Dice Boris Groys, en un capítulo de su libro Volverse Público, que “la instalación,
en tanto procedimiento artístico, opera como un modo de privatización simbólica
del espacio público”. Esta escandalosa
sentencia queda pronto aclarada cuando precisa que lo que se pone en cuestión
es la ambigüedad política del rol del artista, que no es sino una forma
derivada de la ambigüedad implícita en concepto moderno de libertad política.
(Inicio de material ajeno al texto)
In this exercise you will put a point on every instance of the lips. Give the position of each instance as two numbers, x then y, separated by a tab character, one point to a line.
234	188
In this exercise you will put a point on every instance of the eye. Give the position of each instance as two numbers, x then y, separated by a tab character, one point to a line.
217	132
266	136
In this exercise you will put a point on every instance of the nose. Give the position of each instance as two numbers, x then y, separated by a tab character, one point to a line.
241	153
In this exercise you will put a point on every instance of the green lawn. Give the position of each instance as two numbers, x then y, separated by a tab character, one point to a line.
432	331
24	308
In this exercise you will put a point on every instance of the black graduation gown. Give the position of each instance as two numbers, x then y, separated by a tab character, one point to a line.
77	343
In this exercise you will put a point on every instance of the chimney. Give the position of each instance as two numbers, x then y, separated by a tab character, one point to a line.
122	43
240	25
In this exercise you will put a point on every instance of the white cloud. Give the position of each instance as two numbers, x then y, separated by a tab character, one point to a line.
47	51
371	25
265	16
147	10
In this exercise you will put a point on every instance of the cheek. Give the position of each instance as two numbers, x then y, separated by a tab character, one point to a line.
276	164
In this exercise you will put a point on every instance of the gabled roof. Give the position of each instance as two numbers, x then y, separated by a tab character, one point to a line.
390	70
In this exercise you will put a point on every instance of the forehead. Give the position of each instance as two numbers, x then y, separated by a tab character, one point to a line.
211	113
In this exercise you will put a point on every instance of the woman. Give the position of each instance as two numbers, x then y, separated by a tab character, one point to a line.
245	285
Desde hace mucho tiempo sabemos que no puede existir
libertad sin norma, ni norma válida sin libertad. Para que exista la libertad
tiene que haber algún tipo de contraste. La libertad absoluta e ilimitada no
podría vivirse sino como un extraño caso de determinación. Debe haber un acto autoritario de restricción de lo posible, para que la libertad
social se haga presente.
Pero ¿quién ejerce
ese acto? ¿Quién es el que diseña esa contradictoria norma que da origen a la
libertad? En la política es –o se supone que es- el pueblo en tanto soberano[1].
¿Y en el arte?
En el caso del museo, la galería o el circuito de
exhibición, existe un espacio cerrado, previamente privatizado dentro del cual
cualquier cosa que ocurra será vivenciada en términos de arte. Pero tanto las obras ahí contenidas como sus espectadores
parecen sufrir una situación de encierro. Como sugiere la artista alemana Ito
Steyerl en sus obras y ensayos, las instituciones de arte son unidades
penitenciarias. Basta reparar en la cantidad de dispositivos de seguridad,
incluidos policías y guardianes, que custodian los museos. En otras palabras,
en un lugar donde todos los roles están guionados, queda poco margen para la
sorpresa. Por eso el arte se siente incómodo y asume su poder político.
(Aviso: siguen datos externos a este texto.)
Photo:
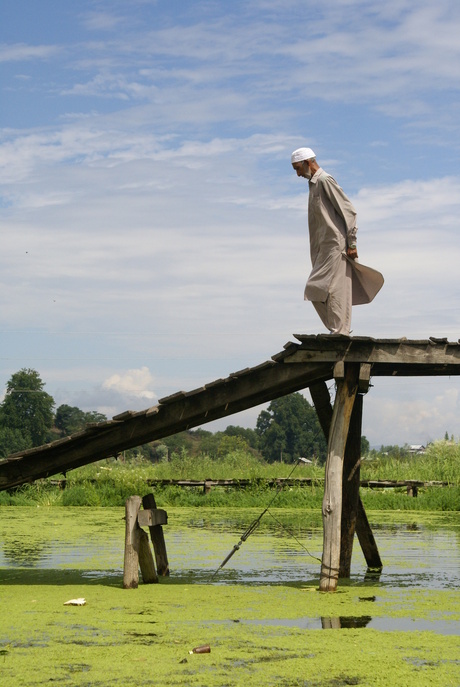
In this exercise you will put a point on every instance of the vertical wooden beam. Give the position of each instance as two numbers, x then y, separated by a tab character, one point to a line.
131	561
332	501
350	487
147	566
321	400
158	539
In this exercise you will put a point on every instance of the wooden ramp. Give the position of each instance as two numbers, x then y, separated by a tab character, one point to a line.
308	363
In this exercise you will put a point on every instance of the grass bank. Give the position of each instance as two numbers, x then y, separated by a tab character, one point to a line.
110	482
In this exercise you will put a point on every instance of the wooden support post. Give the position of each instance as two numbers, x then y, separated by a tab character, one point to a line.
332	501
350	487
148	572
321	400
366	540
158	540
131	562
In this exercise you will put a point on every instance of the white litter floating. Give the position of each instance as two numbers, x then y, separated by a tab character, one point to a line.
75	602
Para liberar este universo, para “volverlo público” al menos
dentro de sus límites, debe existir una mediación, una habilitación que permita
al artista inscribir su acción dentro de un sub-espacio, que es el espacio de
significación de la “obra”. Según Groys, esa es la función del curador,
encargado de “desprivatizar” el espacio semiótico de la galería, el museo o lo
que fuere, dando permiso al artista para “reprivatizarlo” en nombre de la fuerza
soberana del arte.
En el caso del escrache no hay tal espacio de exhibición. La
calle es un ámbito extraño, territorio en disputa permanente, inestable, que
tensiona un espacio de fronteras móviles en perpetua renegociación. Lo que
instituye el escrache es un campo de
visibilidad –que en el fondo es un campo de batalla político.
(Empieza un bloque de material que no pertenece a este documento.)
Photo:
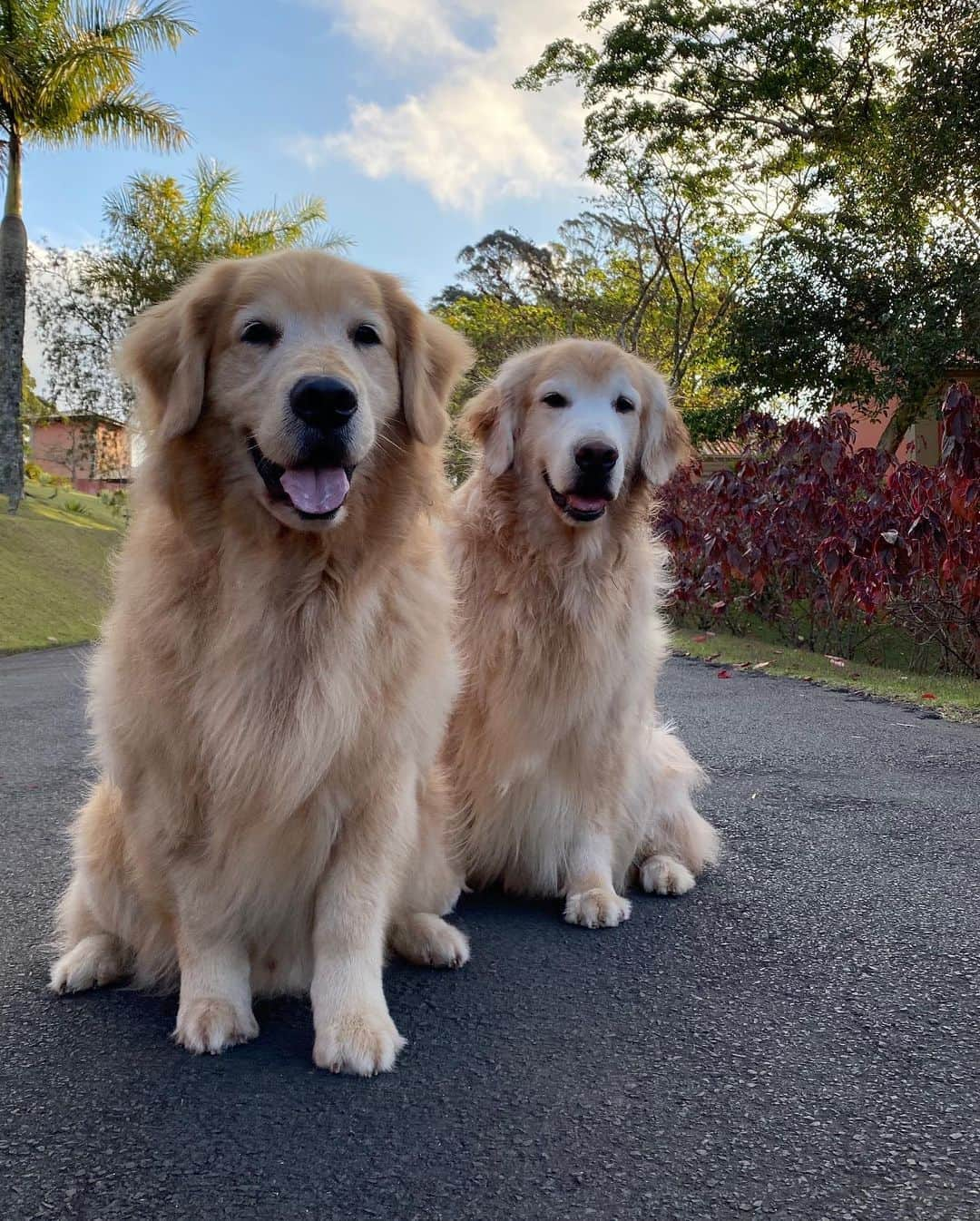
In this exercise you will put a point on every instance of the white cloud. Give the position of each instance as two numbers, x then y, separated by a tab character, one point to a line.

En este nuevo espacio ya no hay roles prediseñados; no hay,
por ejemplo, espectadores: en el escrache todxs son activistas. Lo son tanto el individuo o institución
escrachada como quienes ejecutan el escrache; pero también quienes se ven
apelados por esa acción: los transeúntes en tanto repentinos participes de una puesta
en escena que hace visible la actualidad del conflicto.
Los escraches responden a la pregunta sobre qué pasa cuando
el artista en lugar de “privatizar” un espacio de visualización, lo “estatiza”,
lo vuelve a convertir en un espacio público. Este gesto, además de una
afirmación soberana, se transforma en una acción emancipadora. La acción
simbólica recupera su actividad política en el horizonte de la memoria y el
sentido social.
Las proyecciones emitidas sobre la Catedral de Buenos Aires
durante la manifestación masiva del 10 de mayo –realizadas en conjunto por los
colectivos artísticos GAC y Proyecciones Nomades[2]-plantearon,
entre muchas otras, estas reflexiones en torno a lo político, a la acción
simbólica y al status del arte en tanto legislador instituyente de un espacio
político. Un espacio, que, al ser político, articula lo simbólico con lo
material. En el caso de los escraches, no hay nada más material que la muerte.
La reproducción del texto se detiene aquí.